The Gippsland community partied at Immigration Park, Morwell surrounded by what Member for Eastern Victoria Harriet Shing described as a “sea of colour, vibrancy and positivity” on Saturday.
Organised by Gippsland Multicultural Services, the Where We All Belong Festival gathered migrants from different backgrounds to showcase cultural performances from people who have made the Valley their home.
Brazilian music reverberated throughout the three-hour program with local acts from Filipino and Italian seniors, a Mexican group, and a showcase of Bollywood dance from Melbourne company Sapphire.

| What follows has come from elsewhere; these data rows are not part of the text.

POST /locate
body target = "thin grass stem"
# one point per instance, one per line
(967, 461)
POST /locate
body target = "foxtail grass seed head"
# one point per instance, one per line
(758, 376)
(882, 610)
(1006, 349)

There was also free face painting for children and a booth featuring Middle Eastern products.
Federal Member for McMillan Russell Broadbent, State Member for Morwell Russell Northe, Ms Shing, Latrobe City mayor Dale Harriman and some councillors, Latrobe Police Service Area Inspector Dean Thomas, and a representative of the Gunai Kurnai community also came to show solidarity with the multicultural community.
They all signed a statement declaring the Valley as an inclusive community as orange coloured balloons were let out in the air to symbolise unity.
The Morwell event was a complete opposite to what transpired in Bendigo when police tried to prevent an ugly confrontation between pro and anti-Islam protesters.
“Some people thought maybe we should have a counter protest when there’s big protests in Bendigo and Melbourne,” GMS director Lisa Sinha said.
“I thought boring. We need to party instead.”
Public officials praised the festival, saying the best way to counter hate was to hold a function where diversity was celebrated with everyone from different backgrounds coming together in a harmonious atmosphere.
“In essence what this does is show the bigots out there that we’re frankly not interested (to join the protests),” Ms Shing said.
Mr Northe said the country was facing “tough times”, but these should not cause people to ostracise a particular background or religion.
“We need to remain strong as a community and not let those types of events impact upon us at the same time,” he said.
United Muslim Sisters of the Latrobe Valley president Khatija Halabi said the festival showed “there is a part of the Australian population which understands that not everybody in a particular cultural group is exactly the same”.
“It’s also saying that if we can all get together and socialise and get to know each other then we can demystify some of the stereotypes that are out there,” Ms Halabi said.